Beyond the care-giving industries, burnout can show up when leaders equate long hours with getting ahead, when there’s an implicit expectation that staff should come to work despite mental and physical illness, and when production-focused, remote, and inside sales environments tend to push relationship-building to the back burner, which has been shown to increase loneliness.
In an effort to balance harmonious versus obsessive passion, Dr. Ellison believes in leveraging new technologies, such as innovations in artificial intelligence and automation, for example, to help streamline his own organization’s medical record-keeping. But technology advancements, in any industry, can be both helpful and harmful, according to Amy Blankson, founder and CEO of Positive Digital Culture. “In our ‘always on’ culture, we struggle with digital boundaries,” especially when we feel love our work, she explained. “More than 50% of U.S. employees feel like they have to check their email after 11 pm to keep up with work. As a result, burnout is on the rise and engagement is decreasing.” One study found that health information technology increased burnout in 70% of doctors surveyed.
So, what can leaders do to prevent purpose-driven employees in their own organizations from suffering? Dr. Ellison stresses that they can mitigate this “always-on” mindset by being aware of when passion becomes a double-edged sword. “If you are so inspired to do what you do, then you’re not necessarily good at setting boundaries. We need to teach people that setting boundaries is OK. It’s not selfish. It’s actually selfless. It allows you to be more effective at what you do, and to better [help] those you wish to serve.”
Dr. Caroline Elton, a vocational psychologist and the author of Also Human, agrees that it’s the responsibility of leaders “to keep an eye on the well-being of their staff.” She suggests specific tactics that include monitoring “indirect indices,” such as employee absences and turnover, as well as having clear policies in place so that bullying, undermining, and even whistleblowing can be dealt with without people feeling that they are putting their jobs on the line. Dr. Elton was clear that, although self-awareness and -agency are important, exhausted workers should not shoulder the burden of solving this problem.
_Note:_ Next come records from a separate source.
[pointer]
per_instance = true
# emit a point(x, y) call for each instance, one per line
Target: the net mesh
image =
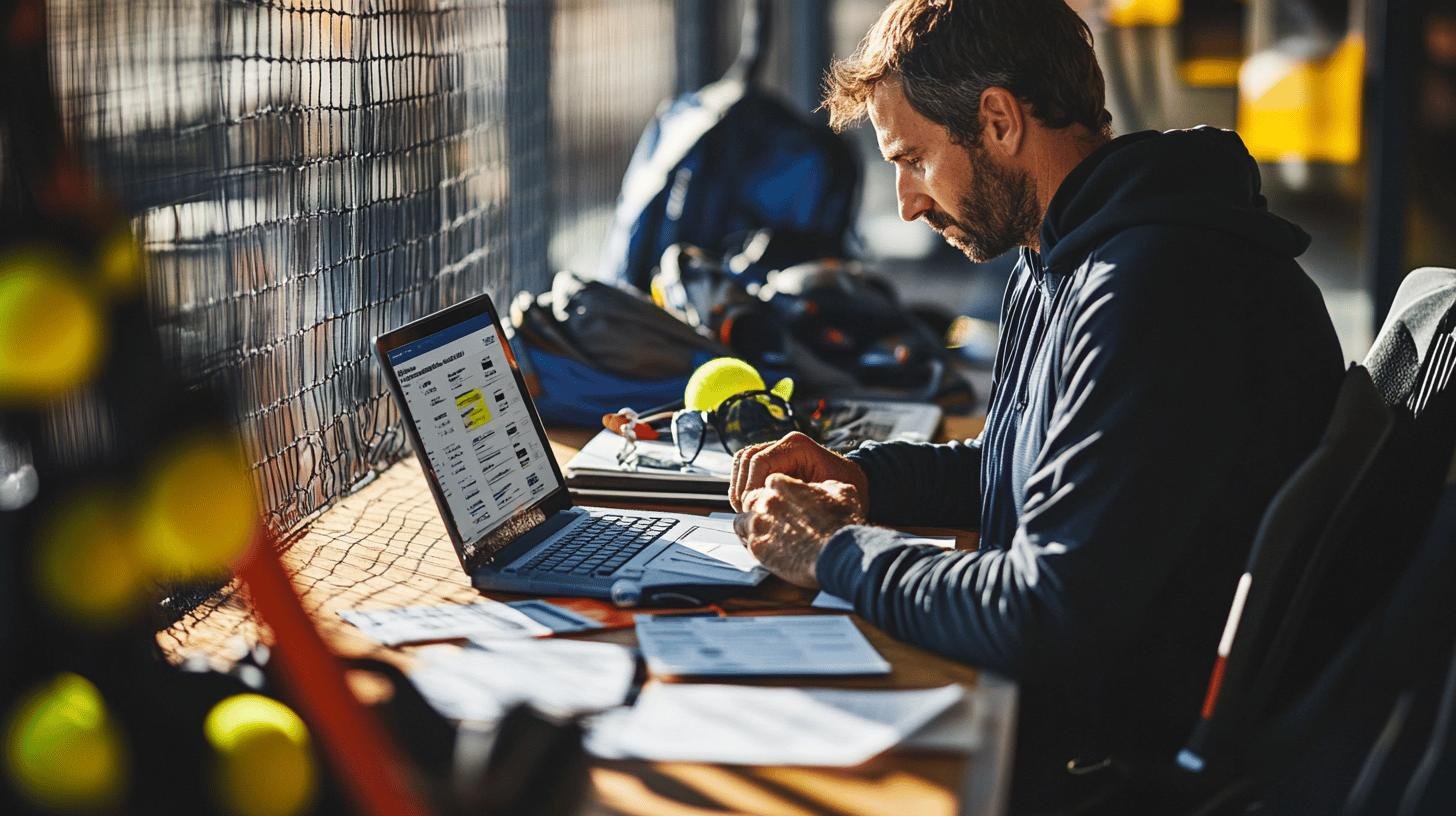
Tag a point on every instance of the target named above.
point(307, 174)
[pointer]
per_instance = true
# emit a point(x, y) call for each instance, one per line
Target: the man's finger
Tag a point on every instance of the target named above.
point(737, 483)
point(785, 455)
point(740, 525)
point(843, 491)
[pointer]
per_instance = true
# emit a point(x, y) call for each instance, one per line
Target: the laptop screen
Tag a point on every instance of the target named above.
point(475, 426)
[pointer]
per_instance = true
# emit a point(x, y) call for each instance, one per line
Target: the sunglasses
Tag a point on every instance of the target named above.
point(741, 420)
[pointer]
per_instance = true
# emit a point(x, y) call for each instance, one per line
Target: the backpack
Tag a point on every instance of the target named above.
point(727, 159)
point(588, 348)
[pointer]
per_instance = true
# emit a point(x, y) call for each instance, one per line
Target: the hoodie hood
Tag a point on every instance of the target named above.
point(1200, 177)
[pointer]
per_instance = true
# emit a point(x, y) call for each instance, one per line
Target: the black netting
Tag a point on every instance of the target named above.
point(307, 174)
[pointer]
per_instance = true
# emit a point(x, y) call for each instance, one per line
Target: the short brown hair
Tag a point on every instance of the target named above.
point(947, 53)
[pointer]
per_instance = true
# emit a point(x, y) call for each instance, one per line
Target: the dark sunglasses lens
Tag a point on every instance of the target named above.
point(689, 430)
point(753, 420)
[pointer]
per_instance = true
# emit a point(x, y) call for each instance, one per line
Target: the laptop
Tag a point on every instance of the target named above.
point(501, 494)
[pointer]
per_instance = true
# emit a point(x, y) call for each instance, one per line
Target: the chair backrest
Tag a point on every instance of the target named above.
point(1407, 343)
point(1376, 732)
point(1340, 538)
point(1306, 522)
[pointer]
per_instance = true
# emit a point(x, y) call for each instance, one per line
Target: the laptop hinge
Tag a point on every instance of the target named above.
point(533, 536)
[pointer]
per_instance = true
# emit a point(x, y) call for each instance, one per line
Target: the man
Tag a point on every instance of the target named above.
point(1164, 366)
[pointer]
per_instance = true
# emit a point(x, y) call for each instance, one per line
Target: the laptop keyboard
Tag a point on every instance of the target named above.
point(599, 547)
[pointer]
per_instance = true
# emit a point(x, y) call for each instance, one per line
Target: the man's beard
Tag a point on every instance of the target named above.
point(996, 214)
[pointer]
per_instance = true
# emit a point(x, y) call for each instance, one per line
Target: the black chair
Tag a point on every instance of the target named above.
point(1306, 523)
point(1335, 558)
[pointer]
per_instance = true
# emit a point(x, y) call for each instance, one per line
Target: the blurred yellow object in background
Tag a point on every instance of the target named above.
point(51, 328)
point(1210, 72)
point(197, 509)
point(1303, 108)
point(63, 751)
point(88, 564)
point(264, 761)
point(1126, 13)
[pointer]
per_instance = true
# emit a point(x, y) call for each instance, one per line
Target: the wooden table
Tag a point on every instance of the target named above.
point(385, 545)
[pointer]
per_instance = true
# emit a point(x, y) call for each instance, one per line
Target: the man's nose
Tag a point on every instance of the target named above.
point(913, 203)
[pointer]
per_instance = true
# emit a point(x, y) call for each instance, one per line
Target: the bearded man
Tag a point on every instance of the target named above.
point(1164, 366)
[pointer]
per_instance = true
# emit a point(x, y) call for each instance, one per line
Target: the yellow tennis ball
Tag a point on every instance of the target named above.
point(51, 328)
point(197, 512)
point(264, 759)
point(717, 381)
point(63, 749)
point(88, 564)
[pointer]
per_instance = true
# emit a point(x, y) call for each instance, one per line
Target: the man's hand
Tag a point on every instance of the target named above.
point(786, 523)
point(798, 456)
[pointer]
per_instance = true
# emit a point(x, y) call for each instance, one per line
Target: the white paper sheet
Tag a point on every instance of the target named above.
point(826, 601)
point(765, 726)
point(414, 624)
point(562, 676)
point(756, 646)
She believes it’s a systemic issue and that leaders may want to “ditch the ’R’ word” — resilient — because it suggests that individuals should be able to avoid or recover from burnout on their own. Now that the WHO has put out a clear definition of burnout and acknowledged it as a legitimate threat, organizations can focus on the measurement, programming, and support tools that will sprout from the syndrome designation.
At the end of the day, everyone wants to go home to our personal lives feeling inspired and fueled by a day of passionate engagement in purposeful work. This is clearly preferable to monotony and boredom, which can also cause burnout. But we have to be careful: When it feels like your passion for work — or that of your employees —has become all-consuming, it might be time to take — or to offer — a break.